Titanium is one of the most common materials for bone grafts, but it has serious drawbacks. Its elasticity, hardness and other physical and mechanical parameters greatly exceed those of bone tissue. In many cases, this results in too little mechanical load on the protected bone area of the graft, resulting in its gradual degeneration. To make up for this material's shortcomings, researchers have studied a series of titanium-niobium alloys and their nanostructure mechanisms. After studying the soft niobium titanium alloy with niobium content from 5% to 50%, it was found that the titanium alloy with niobium content of 25% had the highest cell activity. He explained that by making titanium oxide nanotubes on the surface of the graft, the graft's survival rate could be improved. Titanium oxide nanotubes can improve tissue proliferation and adhesion between cells and metal surfaces.
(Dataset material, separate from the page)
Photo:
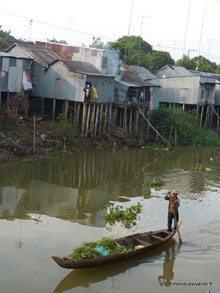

The formation of oxide nanotubes on the surface of titanium alloy accelerates with the increase of niobium content. Nanotubes grown by electrochemical anodization, due to their hollow structure, can be loaded onto the implant surface prior to surgery for local drug delivery, such as antibiotics or growth factors. By changing the parameters of niobium content and electrochemical anodization, the geometric parameters, physical and mechanical properties of nanotubes can be controlled to create implants with specific characteristics that maximize the requirements of clinical objectives.
A preparation method for medical titanium niobium alloy products is characterized in that the method includes the following steps: a) mixing pure titanium powder and pure niobium powder according to the stoichiometric ratio of titanium niobium alloy, the particle size of the pure titanium powder is not more than 53μm, and the particle size of the pure niobium powder is not more than 30μm; The maximum particle size of the pure niobium powder does not exceed 60% of the maximum particle size of the pure titanium powder; B) According to the three-dimensional STL data of the products, the selective laser melting molding method is used to print and shape the products, and the medical titanium niobium alloy products are prepared; The process parameters of selective laser melting are as follows: The laser power (P) is 50~1000W, the laser scanning speed (ν) is 20~300cm/s, the coating thickness (t) is 0.001~0.01cm, the laser scanning distance (ω) is 0.004~0.03cm, and the P/(ν×t×ω) is not less than 50kJ/cm3. C) Carry out at least one of the heat treatment, grinding and polishing or sandblasting of the medical Ti-niobium alloy products in step B) according to the design requirements of the products.